Although this conclusion means that we need not reach the Commission’s second
issue contending that it issued the Voda Order only under Section 361.188, we note that the plain
language of the Voda Order indicates that it was issued under both Sections 361.188 and 361.272.
See Office of Pub. Util. Counsel v. Texas-New Mexico Power Co., 344 S.W.3d 446, 450-51 (Tex.
App.—Austin 2011, pet. denied) (courts apply same rules when construing order of administrative
agency that are applied when construing statutes). In addition to the introductory language at the
beginning of the Order, there are provisions throughout the Order that indicate it was issued under
Section 361.272 as well as Section 361.188, including references to “solid waste,” not just
“hazardous substances.” We also note that the Commission conducted itself in the trial court for
four years as if the Order were appealable under Section 361.322, not just Section 361.321. After
issuing an order incorporating both Sections and proceeding for years as if the parties would try the
case under a preponderance-of-the-evidence standard, the Commission’s reversal of position for
strategic reasons does not change the essential nature of the Voda Order.
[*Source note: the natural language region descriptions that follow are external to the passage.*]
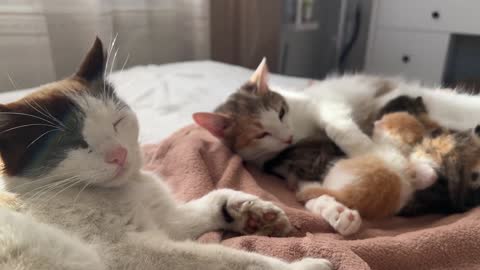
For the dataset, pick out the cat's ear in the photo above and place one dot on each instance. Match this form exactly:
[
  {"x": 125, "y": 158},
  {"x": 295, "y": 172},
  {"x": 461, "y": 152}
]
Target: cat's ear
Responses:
[
  {"x": 93, "y": 65},
  {"x": 215, "y": 123},
  {"x": 260, "y": 77}
]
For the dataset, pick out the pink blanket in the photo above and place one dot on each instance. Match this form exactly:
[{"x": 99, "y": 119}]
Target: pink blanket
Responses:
[{"x": 194, "y": 163}]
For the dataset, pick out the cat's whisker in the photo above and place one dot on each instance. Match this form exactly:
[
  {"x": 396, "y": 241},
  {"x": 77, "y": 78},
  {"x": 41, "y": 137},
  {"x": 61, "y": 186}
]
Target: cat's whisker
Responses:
[
  {"x": 33, "y": 107},
  {"x": 26, "y": 114},
  {"x": 11, "y": 81},
  {"x": 46, "y": 188},
  {"x": 28, "y": 125},
  {"x": 49, "y": 114},
  {"x": 106, "y": 66},
  {"x": 125, "y": 62},
  {"x": 45, "y": 133}
]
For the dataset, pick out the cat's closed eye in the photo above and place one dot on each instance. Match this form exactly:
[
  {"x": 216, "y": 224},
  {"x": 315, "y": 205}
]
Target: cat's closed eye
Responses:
[
  {"x": 263, "y": 135},
  {"x": 281, "y": 114},
  {"x": 115, "y": 124}
]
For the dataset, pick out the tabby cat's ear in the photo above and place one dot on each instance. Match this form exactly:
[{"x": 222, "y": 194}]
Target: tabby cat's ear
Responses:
[
  {"x": 215, "y": 123},
  {"x": 93, "y": 65},
  {"x": 260, "y": 77}
]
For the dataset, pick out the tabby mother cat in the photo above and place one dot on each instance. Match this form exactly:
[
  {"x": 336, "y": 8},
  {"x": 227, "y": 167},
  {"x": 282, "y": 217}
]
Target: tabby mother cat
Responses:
[
  {"x": 259, "y": 122},
  {"x": 71, "y": 152}
]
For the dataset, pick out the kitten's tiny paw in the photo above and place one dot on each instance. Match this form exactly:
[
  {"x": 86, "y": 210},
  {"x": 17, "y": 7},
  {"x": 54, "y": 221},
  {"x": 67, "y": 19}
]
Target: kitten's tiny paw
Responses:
[
  {"x": 255, "y": 216},
  {"x": 344, "y": 220},
  {"x": 312, "y": 264},
  {"x": 425, "y": 175}
]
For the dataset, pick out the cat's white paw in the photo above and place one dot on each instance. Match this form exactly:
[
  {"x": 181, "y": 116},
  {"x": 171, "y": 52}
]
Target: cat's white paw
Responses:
[
  {"x": 252, "y": 215},
  {"x": 344, "y": 220},
  {"x": 312, "y": 264}
]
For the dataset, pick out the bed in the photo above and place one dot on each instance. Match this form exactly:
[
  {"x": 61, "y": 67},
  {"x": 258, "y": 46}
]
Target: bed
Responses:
[{"x": 193, "y": 163}]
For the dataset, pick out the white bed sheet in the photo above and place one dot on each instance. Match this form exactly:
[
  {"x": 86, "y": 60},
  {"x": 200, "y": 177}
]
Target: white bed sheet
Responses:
[{"x": 165, "y": 96}]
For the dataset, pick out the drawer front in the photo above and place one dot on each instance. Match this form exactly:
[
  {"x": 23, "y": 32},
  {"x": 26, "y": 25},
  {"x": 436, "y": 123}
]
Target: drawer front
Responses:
[
  {"x": 442, "y": 15},
  {"x": 419, "y": 56}
]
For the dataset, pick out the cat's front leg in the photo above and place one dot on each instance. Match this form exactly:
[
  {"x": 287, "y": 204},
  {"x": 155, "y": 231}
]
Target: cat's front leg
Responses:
[
  {"x": 340, "y": 127},
  {"x": 227, "y": 209}
]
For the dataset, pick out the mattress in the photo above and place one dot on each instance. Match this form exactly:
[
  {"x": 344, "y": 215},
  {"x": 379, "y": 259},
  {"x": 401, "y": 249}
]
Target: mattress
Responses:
[{"x": 165, "y": 96}]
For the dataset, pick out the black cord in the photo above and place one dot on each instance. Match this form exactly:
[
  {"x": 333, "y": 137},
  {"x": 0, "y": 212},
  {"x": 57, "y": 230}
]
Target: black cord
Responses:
[{"x": 349, "y": 46}]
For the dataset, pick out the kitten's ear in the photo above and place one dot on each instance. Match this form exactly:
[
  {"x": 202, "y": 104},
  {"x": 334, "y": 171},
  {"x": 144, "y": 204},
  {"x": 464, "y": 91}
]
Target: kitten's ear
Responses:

In its third issue, the Commission does not dispute that both Sections 361.321 and
361.322 contain waivers of immunity because the Legislature has conferred a right of judicial
review; instead, it asserts that courts lack subject-matter jurisdiction to review the Voda Order under
any section other than Section 361.321. We overrule this issue based on our conclusion that Section 2
361.322 applies to 188 orders.
Outcome: Having concluded that Section 361.322 applies to administrative orders issued under both Sections 361.188 and 361.272 and that Section 361.322 contains a waiver of sovereign immunity, we affirm the trial court’s order denying the Commission’s plea to the jurisdiction.